Legally, the Arbitration Rules provide that ord 42 of ch 1 of the Rules should apply ‘so far as is practicable’.[12] Order 42 of the Rules does not require, and it is not the practice for, notice to be given to other parties prior to the issue of a subpoena. In fact, there is less reason to put other parties or the addressee on notice in an application for leave to issue a subpoena in arbitration proceedings because the tribunal has already considered the matter and given permission. As noted in the previous paragraph, under the Rules, a party or any person having a sufficient interest may apply to set aside the subpoena, but are not usually given the opportunity to oppose the issue of the subpoena
[12]Supreme Court (Miscellaneous Civil Proceedings) Rules2018 (Vic) r 9.14(8).

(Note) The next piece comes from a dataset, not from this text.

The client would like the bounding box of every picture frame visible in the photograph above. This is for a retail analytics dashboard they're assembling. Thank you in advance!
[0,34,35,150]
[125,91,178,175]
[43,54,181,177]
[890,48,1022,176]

Accordingly, for the purpose of minimising cost and delay in the arbitral process, it will usually be appropriate for the Court to determine the application for leave to issue the subpoena ex parte on the papers. Of course, nothing I have said is intended to suggest there is a limitation on the discretion of the Court, in an appropriate case, to require notice to be given of the application.
Conclusion
After reading the affidavits in support and the permissions of the Arbitrator, I am satisfied of compliance with the relevant section and rule, and that it is reasonable for the subpoenas to be issued. In the present application the Applicant and Respondent did appear at the brief hearing of the matter and facilitated its disposition by agreement on the form of orders sought to be made.
Orders
I therefore order as follows:
1.Pursuant to s 27A of the CAA, the Applicant have leave to issue the Luoda Subpoena, in the form annexed to the orders dated 20 October 2023 (‘the Orders’), to Luoda.
2.Pursuant to s 27A of the CAA, the Respondent have leave to issue the Salta Subpoena, in the form annexed to the Orders, to Salta.
3. At the time of service of the subpoena, each of Salta and Luoda is to be:
a. served with an authenticated copy of the Orders; and
b.provided or tendered conduct money, as defined in r 42.01 of the Rules.
4.Exhibit LM-1 to the first Affidavit of Leighton Moon dated 28 August 2023, Confidential Exhibit LM‑2 to the Second Affidavit of Leighton Moon dated 19 October 2023, and Exhibit NMG‑1 to the Affidavit of Nicola McGrady dated 19 October 2023 remain confidential and no person may inspect or obtain a copy of any of those Exhibits without further order of the Court.
5. Pursuant to r 42.11(1) of the Rules, the Applicant pay the reasonable expenses incurred by Luoda in complying with the Luoda Subpoena.
6.Pursuant to r 42.11(1) of the Rules, the Respondent pay the reasonable expenses incurred by Salta in complying with the Salta Subpoena.
7.The costs of this application, the costs of and incidental to the subpoenas, and the amounts payable under paragraphs 5 and 6 of the Orders, are costs reserved in the arbitration.